While India’s uniquely strong workforce of engineers remains the best bet in this transformation, skill mismatch beyond digital sectors means the present cohort is not equipped or trained to handle futuristic problems. Meeting this skill gap require effective public-private partnership including attracting talent and ensuring brain gain in the short to medium term. While research funding is expected to rise driven by the public sector, problem-solving and risk-taking capacities need to go up in the private sector dotted by billionaire entrepreneurs and venture capitalists whose numbers have sharply risen in recent years. The private sector, however, is expected to continue to respond to market forces and push availability of existing technologies worsening dependencies on other countries. The situation may not change immediately, but the narrative on demand side of the innovation outcomes driven by necessities (as opposed to comfort or luxury) can go a long way to strengthen the ecosystem in less than a decade time to enable take-off for a new cohort of emerging technologies.

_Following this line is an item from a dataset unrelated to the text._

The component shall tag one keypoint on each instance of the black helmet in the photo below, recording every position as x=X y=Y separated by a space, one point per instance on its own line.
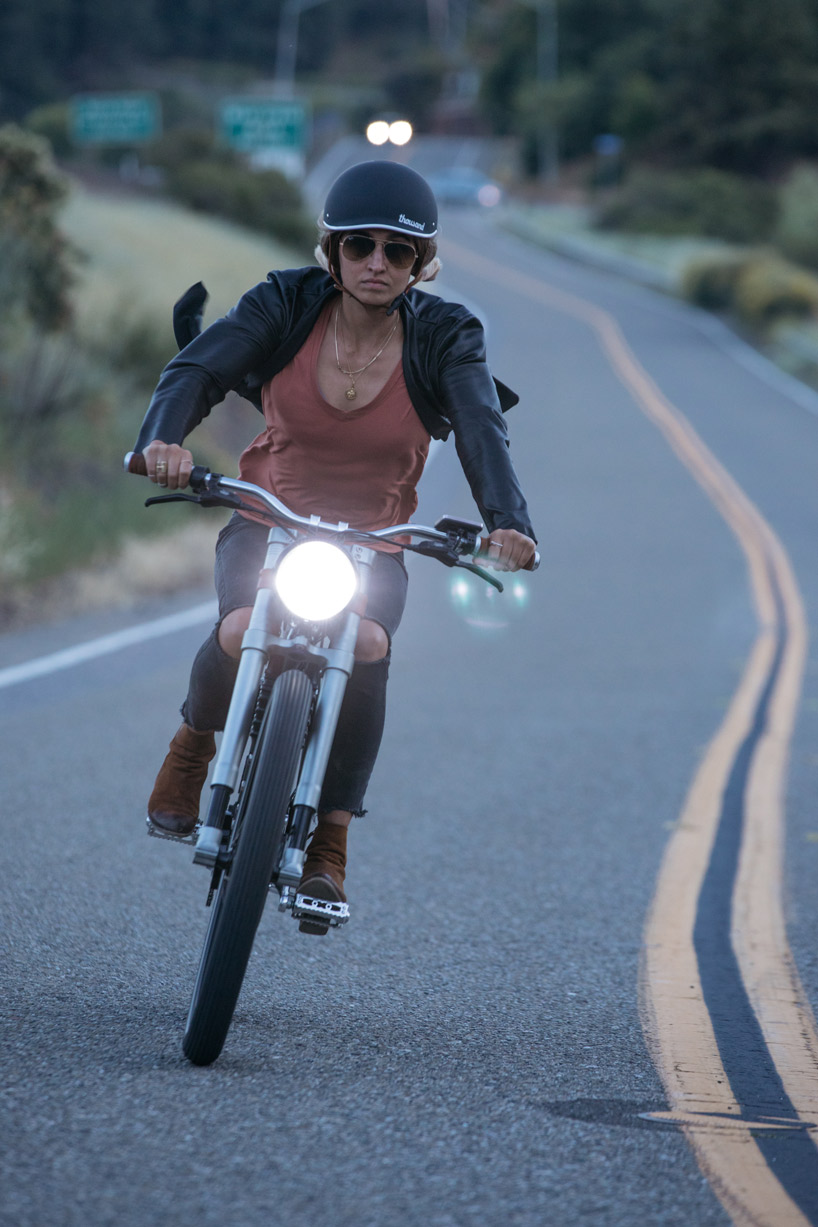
x=383 y=195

The Union Budget can have direct influence on redirecting attention from dependencies to long term assessment of necessities not only by creating capacities but also sending out clear signals on policy reforms and monitoring beyond direct interventions as is usually subscribed in addressing market failures. New markets would be created and possibly already emerging with cheaper costs of renewable energy but lacking in customized technologies that are close to our needs. India’s health care sector and innovations with some maturity, need to enter new and complex domains with greater R&D investments, supported by ethically benchmarked regulations and meaningful stakeholder participation. Similarly, sustainable lifestyles of citizens cannot be resolved through technological determinism but appropriate cost-effective innovations for mass adoption where even technologically advanced nations are faltering. Based on future needs, the role of public policy and to some extent foreign policy of India would assume immense significance for facilitating reforms and aggressive partnerships involving networks across countries that envision a needs-based approach and are in the process of adopting unconventional pathways to innovation ecosystems to overcome dependencies and future risks to their populations.
This article is authored by Sabyasachi Saha, associate professor, RIS, New Delhi.